The row at Stormont over welfare reform drags on, but in practical terms it is the public who will bear the brunt of the necessary cuts if agreement is not reached soon.
The main parties predictably blame each other, but Sinn Fein in particular should spend this weekend thinking about the untenable position it has adopted.
By not co-operating on welfare reform it is perpetuating the deadlock, and unless it is willing to give ground, we may well see the collapse of Stormont. Senior members of the DUP, and others, have repeatedly warned of the financial implications on all sides if an agreement on welfare reform is not reached.
It is the height of irresponsibility for members of Sinn Fein metaphorically – and perhaps literally – to place their fingers in their ears and to pretend not to listen.
Sinn Fein has yet to come forward with a convincing plan on how to save money elsewhere, and by not facing up to the financial challenges, the party is making Northern Ireland virtually ungovernable.
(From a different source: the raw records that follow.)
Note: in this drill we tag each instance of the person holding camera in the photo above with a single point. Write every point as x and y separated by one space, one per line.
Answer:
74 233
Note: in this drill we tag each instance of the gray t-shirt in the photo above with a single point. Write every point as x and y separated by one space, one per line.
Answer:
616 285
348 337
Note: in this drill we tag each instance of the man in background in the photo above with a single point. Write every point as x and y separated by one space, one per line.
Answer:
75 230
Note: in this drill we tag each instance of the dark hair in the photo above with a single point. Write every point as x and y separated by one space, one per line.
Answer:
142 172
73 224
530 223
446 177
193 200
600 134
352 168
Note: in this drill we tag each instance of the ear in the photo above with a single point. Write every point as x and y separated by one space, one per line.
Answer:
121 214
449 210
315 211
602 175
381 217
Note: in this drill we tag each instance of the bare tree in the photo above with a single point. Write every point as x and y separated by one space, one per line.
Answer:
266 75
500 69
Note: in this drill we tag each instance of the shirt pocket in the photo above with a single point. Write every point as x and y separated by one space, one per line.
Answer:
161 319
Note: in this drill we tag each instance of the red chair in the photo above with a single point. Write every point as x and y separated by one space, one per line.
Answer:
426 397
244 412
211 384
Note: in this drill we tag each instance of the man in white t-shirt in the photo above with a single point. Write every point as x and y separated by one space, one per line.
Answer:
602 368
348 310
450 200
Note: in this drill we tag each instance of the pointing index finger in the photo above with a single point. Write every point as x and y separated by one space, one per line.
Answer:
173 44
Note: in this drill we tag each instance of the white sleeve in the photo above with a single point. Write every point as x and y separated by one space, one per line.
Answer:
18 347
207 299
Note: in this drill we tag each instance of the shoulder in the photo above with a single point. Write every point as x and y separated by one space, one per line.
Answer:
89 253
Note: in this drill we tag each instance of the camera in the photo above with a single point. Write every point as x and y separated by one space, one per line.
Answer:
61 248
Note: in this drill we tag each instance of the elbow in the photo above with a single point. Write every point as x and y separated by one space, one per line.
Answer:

Admittedly it will not be easy to square the financial circle, but the onus is on Sinn Fein to produce a plan to help everyone to get out of the financial mess which we are in.
The tough measures in the welfare reform programme are not a devolved issue, and therefore all Stormont politicians must face up to their responsibilities.
The new measures have been pushed through by a Westminster administration, and many here voted in the Westminster elections.
People in Northern Ireland may not like the Coalition Government's plan for welfare reform, but the blunt truth is that the Treasury in London has spent more money per capita on Northern Ireland over the years than anywhere else in the United Kingdom.
Sinn Fein did not seem to object to the influx of funding in the good times, so it cannot have it both ways, as it usually tries to do. In the tough times it also need to face reality and to stop this dangerous political brinkmanship.